I understand that if A is orthogonal, then $A^{-1} = A^T$. However, i cannot seem to understand the proof.
Can someone put in some numbers in the proof. This site tries to explain it but i cannot seem to get $A^TA$ becoming an identity matrix.
Thanks.
On
Let $A$ be an orthogonal matrix. Let us denote $A$ using columns: $$A = \begin{pmatrix} e_1 & e_2 & \ldots & e_n \end{pmatrix}$$ where the columns $e_1, e_2, \ldots, e_n$ are orhtonormal. This means that $e_i \cdot e_j = \delta_{ij}$, where $\cdot$ denotes the inproduct and $$\delta_{ij} = \begin{cases} 1 &\text{if } i = j\\ 0 &\text{otherwise} \end{cases}$$ Note that $A^{t}$, the transposed matrix is equal to $$\begin{pmatrix} e_1^{t} \\ e_2^{t}\\ \ldots \\ e_n^{t} \end{pmatrix}$$ so $e_i^t$ is a rowvector. If we now compute the following product $$A^tA = \begin{pmatrix} e_1^{t} \\ e_2^{t}\\ \ldots \\ e_n^{t} \end{pmatrix}$$ we find $$\begin{pmatrix} e_1^t e_1 & e_1^te_2 & \ldots &e_1^te_n\\ e_2^te_1 & e_2^te_2 & \ldots &e_2^te_n\\ \vdots & \vdots & \ldots & \vdots\\ e_n^te_1 & e_n^te_2 & \ldots &e_n^te_n \end{pmatrix} = \begin{pmatrix} e_1 \cdot e_1 & e_1 \cdot e_2 & \ldots &e_1 \cdot e_n\\ e_2\cdot e_1 & e_2\cdot e_2 & \ldots &e_2\cdot e_n\\ \vdots & \vdots & \ldots & \vdots\\ e_n\cdot e_1 & e_n\cdot e_2 & \ldots & e_n\cdot e_n \end{pmatrix}$$
which is the identity matrix. Therefore we have that (by uniqueness of the inverse matrix) that $A^t = A^{-1}$.

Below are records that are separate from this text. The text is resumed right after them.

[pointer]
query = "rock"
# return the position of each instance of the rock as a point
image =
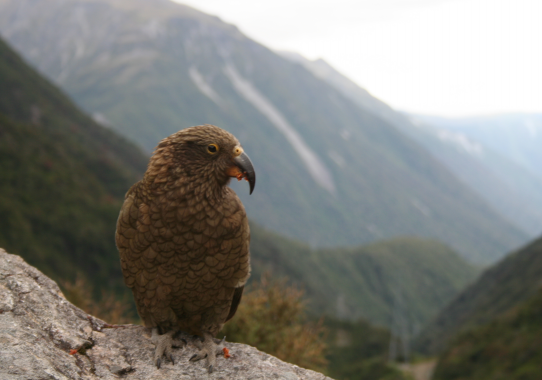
(43, 336)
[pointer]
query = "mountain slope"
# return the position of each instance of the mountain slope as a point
(62, 178)
(498, 290)
(517, 136)
(62, 183)
(506, 348)
(407, 277)
(329, 173)
(513, 189)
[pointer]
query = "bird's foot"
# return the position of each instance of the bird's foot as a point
(209, 349)
(164, 344)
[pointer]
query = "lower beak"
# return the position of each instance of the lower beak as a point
(245, 170)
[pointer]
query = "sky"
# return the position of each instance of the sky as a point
(438, 57)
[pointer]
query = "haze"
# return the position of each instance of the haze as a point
(450, 58)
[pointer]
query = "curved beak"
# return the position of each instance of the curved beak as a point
(246, 170)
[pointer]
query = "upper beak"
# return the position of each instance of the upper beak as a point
(247, 170)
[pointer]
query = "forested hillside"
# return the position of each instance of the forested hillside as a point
(62, 182)
(329, 172)
(498, 290)
(62, 179)
(507, 347)
(485, 153)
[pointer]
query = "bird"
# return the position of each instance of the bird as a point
(183, 239)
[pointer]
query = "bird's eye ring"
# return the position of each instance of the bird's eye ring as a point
(212, 148)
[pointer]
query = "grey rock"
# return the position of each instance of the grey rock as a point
(43, 336)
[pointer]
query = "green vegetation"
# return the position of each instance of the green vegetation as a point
(143, 81)
(62, 183)
(421, 276)
(508, 347)
(498, 290)
(62, 179)
(359, 351)
(272, 317)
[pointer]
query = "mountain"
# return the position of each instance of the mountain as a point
(498, 290)
(517, 136)
(405, 277)
(62, 179)
(329, 172)
(62, 183)
(506, 348)
(490, 168)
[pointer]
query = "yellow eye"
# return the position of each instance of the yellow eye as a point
(212, 148)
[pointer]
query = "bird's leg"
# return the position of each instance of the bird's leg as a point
(208, 349)
(164, 344)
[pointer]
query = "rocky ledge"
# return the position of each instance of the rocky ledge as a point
(43, 336)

Suppose $A$ an orthogonal matrix. Then we can write $A$ as $A = (a^1,a^2,...,a^n)$. With $a^i$ the column vectors of $A$.
Then we know that $a^1,a^2,...,a^n$ are pairwise orthogonal. E.g. $(a^i,a^j) = 0$ with $i≠j$ and $(a^i,a^j)= 1$ with $i=j$.
Now if you do the matrix multiplication $A^TA$ or $AA^T$ only the positions $a^{i,i}$ become ones, all others zeros.